The other day I received an email from AWS with their latest announcements. I went through the email and saw that AWS now offers a new kind of ELB namely the Network Load Balancer (NLB). Compared to the ALB and the ELB classic the NLB is a layer 4 load balancer (transport). When I clicked the link, the AWS webpage states the following “The Network Load Balancer for the Elastic Load Balancing service is designed to handle millions of requests per second while maintaining ultra-low latencies” and I thought to myself why didn’t AWS offer this ELB a year ago when I needed a network load balancer :)

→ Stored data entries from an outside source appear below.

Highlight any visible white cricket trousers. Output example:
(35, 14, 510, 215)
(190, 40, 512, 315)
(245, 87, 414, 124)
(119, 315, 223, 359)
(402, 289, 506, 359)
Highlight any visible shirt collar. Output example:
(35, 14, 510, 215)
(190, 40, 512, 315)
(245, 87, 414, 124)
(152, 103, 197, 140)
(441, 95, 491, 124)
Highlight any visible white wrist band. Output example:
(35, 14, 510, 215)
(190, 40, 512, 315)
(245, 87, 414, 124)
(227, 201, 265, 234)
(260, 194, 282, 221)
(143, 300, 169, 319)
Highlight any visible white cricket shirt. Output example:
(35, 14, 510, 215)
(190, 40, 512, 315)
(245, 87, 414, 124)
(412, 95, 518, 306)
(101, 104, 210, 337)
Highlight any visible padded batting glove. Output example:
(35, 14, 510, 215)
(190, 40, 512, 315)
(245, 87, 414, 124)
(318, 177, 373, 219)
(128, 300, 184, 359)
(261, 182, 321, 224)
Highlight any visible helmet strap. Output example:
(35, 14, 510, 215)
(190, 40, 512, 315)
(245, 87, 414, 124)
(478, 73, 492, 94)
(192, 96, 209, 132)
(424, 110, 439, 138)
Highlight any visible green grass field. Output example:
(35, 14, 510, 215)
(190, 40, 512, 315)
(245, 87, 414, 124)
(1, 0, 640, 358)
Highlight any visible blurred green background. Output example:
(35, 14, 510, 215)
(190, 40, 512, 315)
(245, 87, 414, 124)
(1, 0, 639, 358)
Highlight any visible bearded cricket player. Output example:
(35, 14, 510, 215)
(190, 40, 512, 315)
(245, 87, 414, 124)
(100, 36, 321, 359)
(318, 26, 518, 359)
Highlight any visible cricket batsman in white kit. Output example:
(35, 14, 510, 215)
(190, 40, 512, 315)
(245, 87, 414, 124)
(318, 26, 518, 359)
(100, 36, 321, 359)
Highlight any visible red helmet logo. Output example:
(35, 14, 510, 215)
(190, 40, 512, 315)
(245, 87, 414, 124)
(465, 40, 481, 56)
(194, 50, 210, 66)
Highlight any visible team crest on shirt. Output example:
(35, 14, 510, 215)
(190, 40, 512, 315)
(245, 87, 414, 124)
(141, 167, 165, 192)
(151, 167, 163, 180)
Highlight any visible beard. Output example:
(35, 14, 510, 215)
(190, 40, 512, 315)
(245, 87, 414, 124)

A year ago I worked on a project where the requirements were to capture NetFlow traffic and query CPEs (Customer Premises Equipment) of their status through the SNMP protocol. The SNMP part wasn’t that big of a challenge but the NetFlow was more of a challenge. Having 10.000 CPE each with at least 10 interfaces bombing your backend is quite a challenge. One of the requirements was data integrity since the data would be used in a commercial manner. Our initial design consisted of having 5x EC2 instances with NetFlow parsers that would parse and forward (produce) the data to an Apache Kafka cluster. The following picture shows a simplified design
The problem with this design is that you have to guess the number of EC2 instances needed to parse and forward the NetFlow data. The reason we couldn’t use an AutoScalingGroup (ASG) was that in the router itself NetFlow is configured with an IP, for example in Cisco
ipflow-export destination 10.0.0.134 2055
This command would configure a Cisco router to send NetFlow to the EC2 instance with IP 10.0.0.134 on port 2055. The Cisco router can take IPs and hostname records as valid destinations but not DNS names.
What we did was we configured 2000 CPEs per EC2 instance. There was a lot of manual tweaking involved since some CPEs generate more flow data than others.
After reading the announcement from AWS I immediately started digging deeper into their NLB service. As it turns out it can solve all the problems we had. We can position the NLB in front of the EC2 instances and let the NLB handle the routing of the UDP NetFlow data. The NLB also enables us to stop trying to predict the number of required EC2 instances. We can now put the EC2 instances in an ASG and scale in and out with the ingested data! But the biggest win, in my opinion, is the need to manually configure the CPEs with the IPs of EC2 instances. With AWS NLB we get a static IP per availability zone! :=)
I welcome the addition of NLB and think the NLB will enable other people working with IoT or similar customer endpoint devices to abstract a layer out of their architecture and let people focus more on their core problems.